Class 12 — Current Electricity

Chapter Overview & Weightage

Current Electricity is one of the highest-weightage chapters in CBSE Class 12 Physics — typically 8-10 marks out of 70. The chapter blends conceptual depth (drift velocity, internal resistance) with numerical practice (Kirchhoff’s laws, Wheatstone bridge, potentiometer).

For JEE/NEET aspirants, this chapter is doubly important — about 5-7 marks in JEE Main and 4 marks in NEET every year.

The chapter typically includes one 5-mark long answer (Wheatstone bridge derivation, potentiometer principle, or Kirchhoff’s laws application) plus 2-3 mark short answers.

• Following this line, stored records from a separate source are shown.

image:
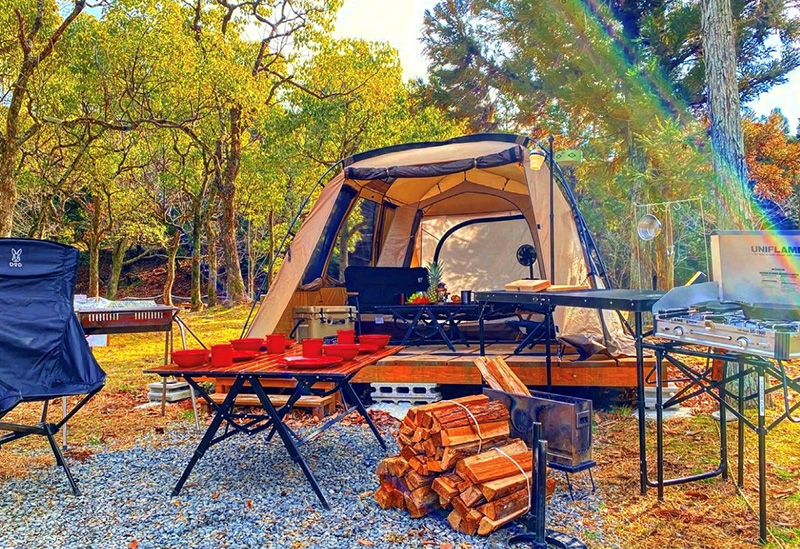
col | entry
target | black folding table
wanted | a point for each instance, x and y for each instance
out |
(638, 302)
(428, 320)
(270, 367)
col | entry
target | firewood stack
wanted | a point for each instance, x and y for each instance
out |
(447, 459)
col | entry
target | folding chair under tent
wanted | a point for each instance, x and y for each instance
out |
(43, 350)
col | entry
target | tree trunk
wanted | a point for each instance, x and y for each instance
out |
(196, 293)
(95, 237)
(271, 251)
(117, 261)
(8, 190)
(172, 252)
(227, 193)
(211, 236)
(727, 139)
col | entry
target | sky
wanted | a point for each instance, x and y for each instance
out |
(399, 22)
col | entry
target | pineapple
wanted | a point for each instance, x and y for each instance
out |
(435, 272)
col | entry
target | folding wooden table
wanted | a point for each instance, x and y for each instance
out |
(250, 373)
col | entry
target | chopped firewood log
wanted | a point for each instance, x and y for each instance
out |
(472, 496)
(414, 480)
(445, 486)
(506, 506)
(449, 418)
(466, 434)
(388, 498)
(421, 501)
(414, 414)
(492, 465)
(498, 375)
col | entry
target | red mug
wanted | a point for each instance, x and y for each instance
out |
(276, 344)
(222, 355)
(312, 347)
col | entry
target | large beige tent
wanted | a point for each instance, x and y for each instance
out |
(488, 193)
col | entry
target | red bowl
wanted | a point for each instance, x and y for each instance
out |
(249, 344)
(379, 340)
(190, 357)
(343, 350)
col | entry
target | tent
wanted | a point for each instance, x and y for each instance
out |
(486, 194)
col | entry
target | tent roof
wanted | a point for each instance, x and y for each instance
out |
(431, 152)
(419, 172)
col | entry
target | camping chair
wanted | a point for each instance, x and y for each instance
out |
(43, 351)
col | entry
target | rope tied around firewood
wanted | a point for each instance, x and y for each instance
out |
(477, 425)
(528, 480)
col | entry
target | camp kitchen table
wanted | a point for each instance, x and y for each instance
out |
(433, 317)
(636, 301)
(251, 373)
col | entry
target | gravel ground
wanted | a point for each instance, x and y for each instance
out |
(243, 493)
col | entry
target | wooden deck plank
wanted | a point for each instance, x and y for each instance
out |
(531, 370)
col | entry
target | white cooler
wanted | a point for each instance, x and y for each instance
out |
(323, 321)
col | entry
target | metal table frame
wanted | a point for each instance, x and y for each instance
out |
(638, 302)
(432, 316)
(270, 417)
(703, 382)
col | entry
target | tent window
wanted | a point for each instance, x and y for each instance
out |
(317, 262)
(354, 243)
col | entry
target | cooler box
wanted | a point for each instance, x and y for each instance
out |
(322, 321)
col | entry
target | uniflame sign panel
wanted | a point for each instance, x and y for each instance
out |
(757, 266)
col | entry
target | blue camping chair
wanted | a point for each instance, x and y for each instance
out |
(43, 351)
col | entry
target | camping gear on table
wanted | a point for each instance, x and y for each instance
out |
(467, 203)
(43, 350)
(320, 322)
(746, 321)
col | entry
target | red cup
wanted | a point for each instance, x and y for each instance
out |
(312, 347)
(222, 355)
(276, 344)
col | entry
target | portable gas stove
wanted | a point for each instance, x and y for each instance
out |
(731, 330)
(753, 305)
(749, 321)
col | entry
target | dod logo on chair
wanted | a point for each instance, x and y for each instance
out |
(16, 258)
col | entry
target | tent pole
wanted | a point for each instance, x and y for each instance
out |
(282, 248)
(552, 222)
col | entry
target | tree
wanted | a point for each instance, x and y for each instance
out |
(773, 161)
(727, 139)
(29, 34)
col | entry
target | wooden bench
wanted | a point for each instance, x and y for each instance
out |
(320, 406)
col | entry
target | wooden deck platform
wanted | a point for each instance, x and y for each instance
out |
(432, 364)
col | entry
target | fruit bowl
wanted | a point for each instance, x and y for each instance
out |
(190, 357)
(379, 340)
(249, 344)
(343, 350)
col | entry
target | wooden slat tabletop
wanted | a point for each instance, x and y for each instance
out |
(269, 365)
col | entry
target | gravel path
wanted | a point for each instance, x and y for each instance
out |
(243, 493)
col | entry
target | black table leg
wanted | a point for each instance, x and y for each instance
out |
(659, 426)
(439, 329)
(222, 412)
(638, 331)
(762, 458)
(548, 361)
(286, 437)
(411, 327)
(740, 401)
(350, 394)
(482, 330)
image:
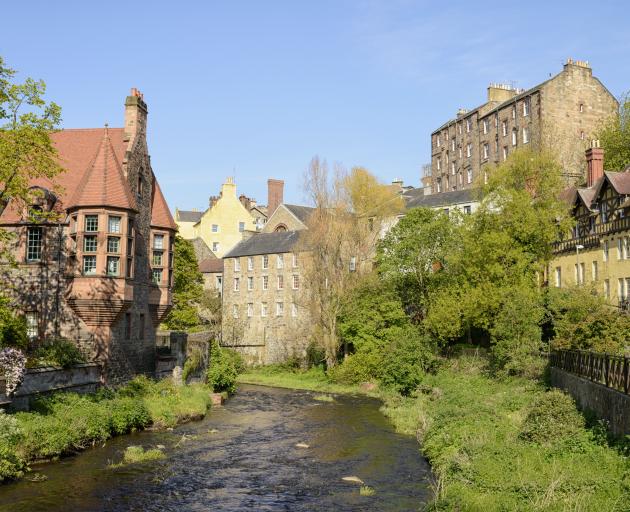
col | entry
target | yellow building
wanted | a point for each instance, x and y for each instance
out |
(598, 249)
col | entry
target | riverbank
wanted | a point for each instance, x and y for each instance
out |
(498, 444)
(66, 423)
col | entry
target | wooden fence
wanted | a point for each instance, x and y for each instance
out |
(611, 371)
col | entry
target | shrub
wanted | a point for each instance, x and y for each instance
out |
(225, 365)
(552, 420)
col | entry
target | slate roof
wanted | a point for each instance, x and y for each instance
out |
(188, 216)
(416, 198)
(265, 243)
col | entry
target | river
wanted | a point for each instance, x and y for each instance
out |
(243, 456)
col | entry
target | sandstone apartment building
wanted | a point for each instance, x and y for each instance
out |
(562, 113)
(99, 274)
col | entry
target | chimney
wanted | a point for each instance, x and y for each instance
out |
(594, 163)
(275, 195)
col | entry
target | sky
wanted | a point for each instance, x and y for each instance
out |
(255, 89)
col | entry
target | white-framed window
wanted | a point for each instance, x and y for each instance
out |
(89, 265)
(91, 223)
(113, 224)
(32, 329)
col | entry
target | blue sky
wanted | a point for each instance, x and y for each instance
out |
(255, 89)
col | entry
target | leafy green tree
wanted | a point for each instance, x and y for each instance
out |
(187, 287)
(614, 137)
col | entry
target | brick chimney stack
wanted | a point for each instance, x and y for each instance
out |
(275, 195)
(595, 163)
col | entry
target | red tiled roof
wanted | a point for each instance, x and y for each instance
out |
(160, 214)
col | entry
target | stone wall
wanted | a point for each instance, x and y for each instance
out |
(607, 404)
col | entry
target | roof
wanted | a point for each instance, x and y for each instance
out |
(188, 216)
(416, 198)
(301, 212)
(265, 243)
(211, 266)
(160, 214)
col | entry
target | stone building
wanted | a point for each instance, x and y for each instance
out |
(597, 251)
(561, 113)
(100, 273)
(265, 316)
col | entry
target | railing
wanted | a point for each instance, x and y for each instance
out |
(611, 371)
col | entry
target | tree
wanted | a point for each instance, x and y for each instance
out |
(614, 137)
(340, 239)
(187, 287)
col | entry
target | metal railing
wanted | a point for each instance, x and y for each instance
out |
(609, 370)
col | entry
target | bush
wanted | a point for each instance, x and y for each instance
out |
(225, 365)
(61, 353)
(553, 420)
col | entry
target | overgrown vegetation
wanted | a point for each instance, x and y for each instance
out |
(65, 423)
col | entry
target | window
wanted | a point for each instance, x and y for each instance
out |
(32, 330)
(91, 223)
(157, 258)
(89, 244)
(158, 241)
(34, 244)
(113, 265)
(113, 244)
(156, 275)
(113, 224)
(89, 265)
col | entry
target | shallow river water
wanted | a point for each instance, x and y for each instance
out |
(243, 457)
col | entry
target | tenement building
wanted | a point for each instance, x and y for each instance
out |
(265, 316)
(99, 271)
(561, 113)
(597, 251)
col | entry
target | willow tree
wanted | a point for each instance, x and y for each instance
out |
(340, 239)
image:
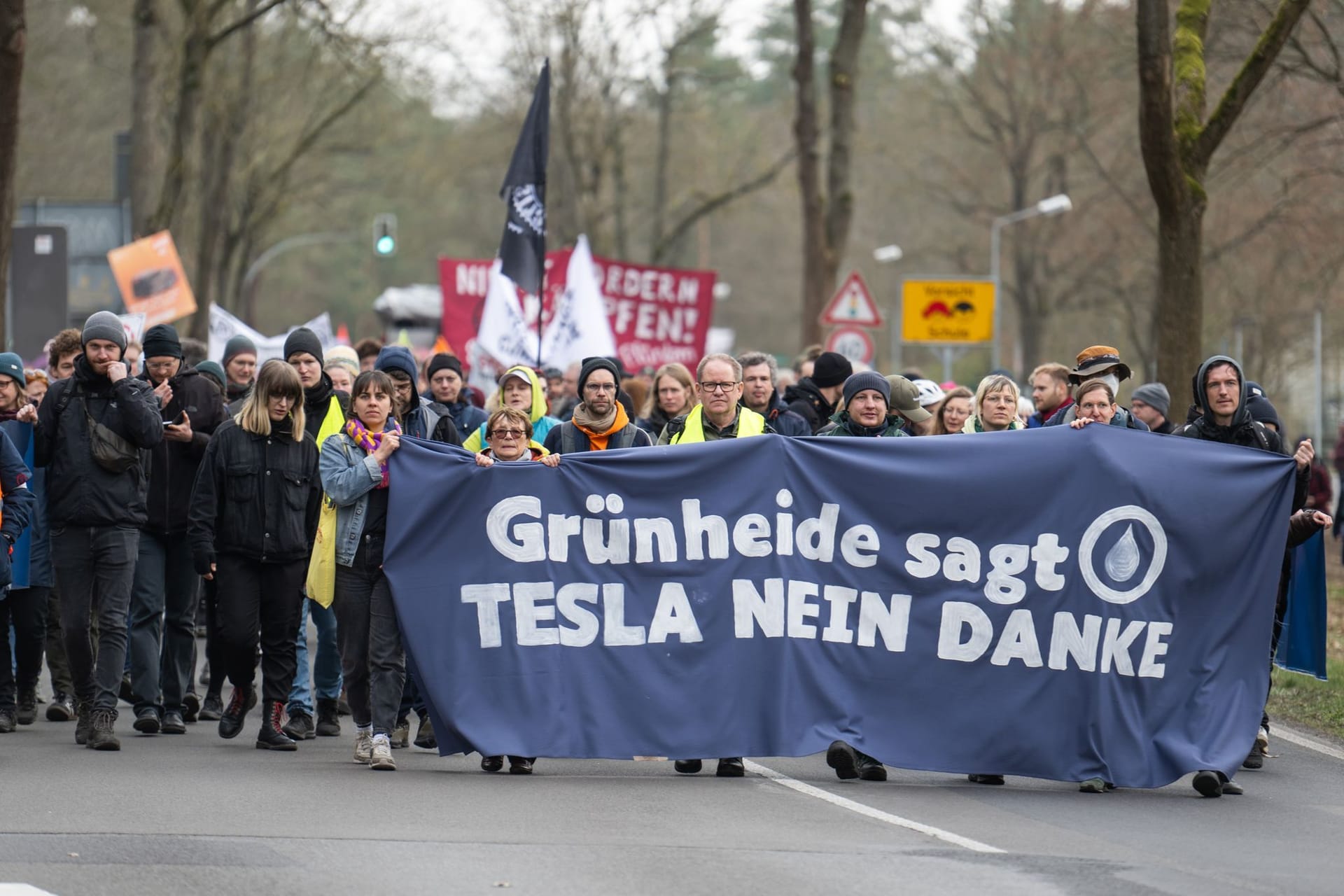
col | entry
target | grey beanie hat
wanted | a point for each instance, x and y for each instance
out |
(104, 326)
(1155, 396)
(869, 379)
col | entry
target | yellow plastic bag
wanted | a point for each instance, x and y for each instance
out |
(321, 566)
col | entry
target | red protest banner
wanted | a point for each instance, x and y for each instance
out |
(657, 315)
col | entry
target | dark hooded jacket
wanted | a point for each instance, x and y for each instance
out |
(172, 468)
(806, 400)
(425, 419)
(784, 421)
(78, 491)
(1243, 429)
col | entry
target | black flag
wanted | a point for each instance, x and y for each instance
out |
(523, 246)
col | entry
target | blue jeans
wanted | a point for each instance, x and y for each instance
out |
(326, 666)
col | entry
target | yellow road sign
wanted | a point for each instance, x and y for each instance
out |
(948, 311)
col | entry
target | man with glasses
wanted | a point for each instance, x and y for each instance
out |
(164, 592)
(600, 422)
(720, 414)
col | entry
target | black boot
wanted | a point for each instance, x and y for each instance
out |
(272, 735)
(101, 735)
(328, 719)
(84, 722)
(239, 704)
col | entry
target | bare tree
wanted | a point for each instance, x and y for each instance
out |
(13, 38)
(825, 214)
(1179, 137)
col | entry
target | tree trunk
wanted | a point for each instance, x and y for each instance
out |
(144, 115)
(13, 39)
(1179, 312)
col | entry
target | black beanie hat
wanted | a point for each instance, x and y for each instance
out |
(162, 342)
(444, 362)
(304, 340)
(592, 365)
(831, 368)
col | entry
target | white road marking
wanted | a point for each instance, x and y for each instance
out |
(1303, 741)
(869, 812)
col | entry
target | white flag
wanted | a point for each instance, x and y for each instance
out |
(580, 327)
(504, 332)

Key Concepts You Must Know

Prioritized by exam frequency:

Ohm’s law and resistivity — $V = IR$ , $\rho = RA/L$ , dependence on temperature.
Drift velocity and current density — $I = nAev_d$ , link to mobility.
Internal resistance and EMF — $V = E - Ir$ , terminal voltage in circuits.
Kirchhoff’s laws — junction rule (conservation of charge), loop rule (conservation of energy).
Wheatstone bridge — derivation of balance condition, sensitivity.
Potentiometer — comparing EMFs, measuring internal resistance.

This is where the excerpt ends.